The third oldest was West Virginia Democratic Senator Robert F. Byrd, who died in office at age 92 years and seven months, serving 51.5 years in office from 1959-2010, the longest service of any US Senator. He served as President Pro Tempore for more than ten years, most of it in his last years in the Senate.
The fourth oldest was Arizona Democratic Senator Carl Hayden, who left office at 91 years and three months, after serving 41 years and ten months from 1927-1969. This was after serving in the House of Representatives for 14 years, dating from the beginning of Arizona statehood in 1912. For a period of 14 months between 1963 and 1965, Hayden was the second in line for the Presidency as President Pro Tempore of the Senate after the assassination of John F. Kennedy. He was 86 years of age at that time. He died in 1972 past the age of 94, and is the 8th longest serving US Senator..
Fifth oldest was Hawaii Democratic Senator Daniel K. Inouye, who served 49 years and 11.5 months in the Senate, from 1959-2012, dying in office at age 88 and three months, and having served as President Pro Tempore of the Senate from 2010-2012. His service in the Senate was the second longest, behind Robert Byrd.
Feinstein has already passed Inouye in age, as she turns 90 in June of this year. Chuck Grassley will reach the same age in September of this year, and if he finishes his term in 2029, at age 95, only will be behind Strom Thurmond in age in the Senate.
Although many progressives lament what they call a “gerontocracy” in the Senate and other parts of the government, it’s ironic that a progressive candidate in a possible scrum to succeed Feinstein in 2024 would take office past the age of 78.
This would be Democratic Congresswoman Barbara Lee of California. Although she has represented Oakland and the East Bay in the house since 1988, Lee is most famous as the only member of either house of Congress to vote against support of the AUMF (Authorization For The Use Of Military Force) resolution following the September 11, 2001 terrorist attacks against the World Trade Center and the Pentagon. Lee was honored in my article of March 4, 2022 on two antiwar Congresswomen, Jeannette Rankin and Barbara Lee on the History News Network website.
The only Senators previously inaugurated for service in the US Senate at age 78 or higher took office by short-term appointment, not by election.

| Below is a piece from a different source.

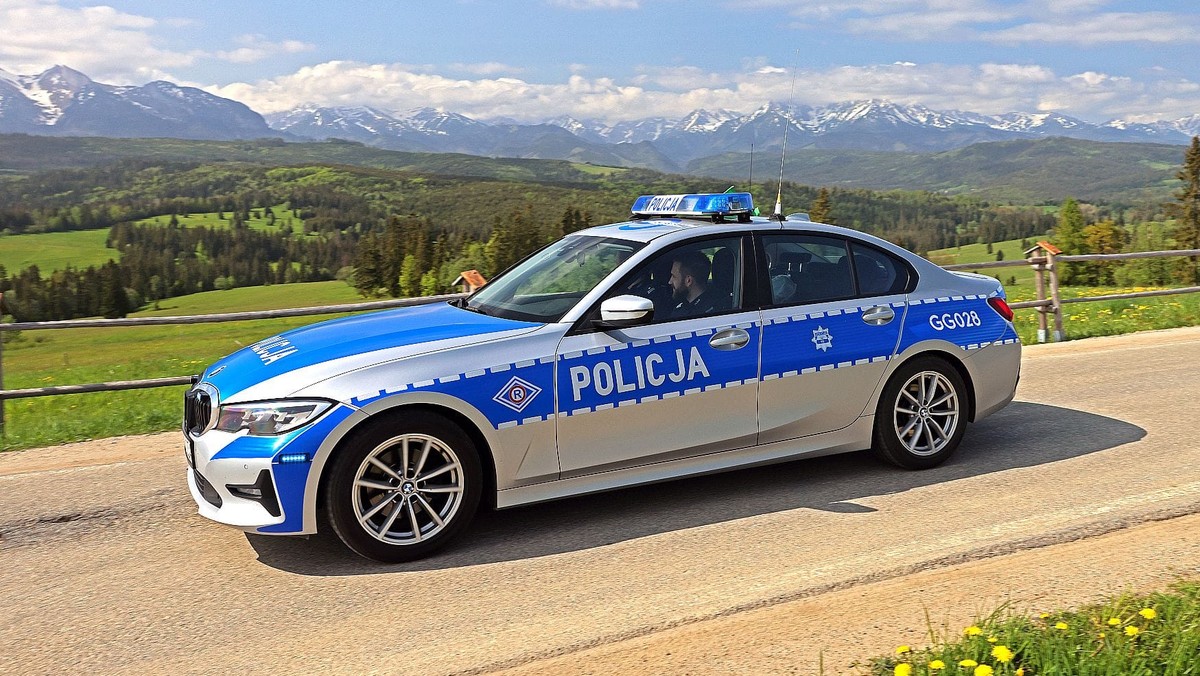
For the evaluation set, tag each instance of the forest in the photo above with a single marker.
(388, 232)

The oldest was Georgia Democratic Senator Rebecca Latimer Felton, who served exactly one day by appointment at age 87 and five months in November 1922, and was the first woman to serve in the Senate. Interestingly, she was a supporter of women’s suffrage and feminism, but also was a white supremacist, Congress’s last former slave owner, and a strong supporter of lynching. She lived to age 94.
The other such appointment was Texas Democratic Senator Andrew Houston, who served by appointment for three months at age 86 in 1941. This makes him the oldest man ever to enter the Senate; Houston died in office a few days after his 87th birthday. Interestingly, he was the son of the famous Texas statesman Sam Houston, who had been the President of the Republic of Texas.
So were Barbara Lee to be elected and be sworn in the US Senate in 2025, she would be the oldest first-time elected Senator in American history, and only the third African American woman ever elected to the Senate, after Illinois Democrat Carol Moseley Braun and California Democrat Kamala Harris, who is of course now the vice president.
Lee’s first term would end with her aged more than 84. Lee has said she would only seek one term, but the advanced age of so many other senators, including Feinstein, shows that the lure of remaining in office is strong. Should Senator Lee remain in good health, it’s not beyond possibility that she could seek reelection in 2030.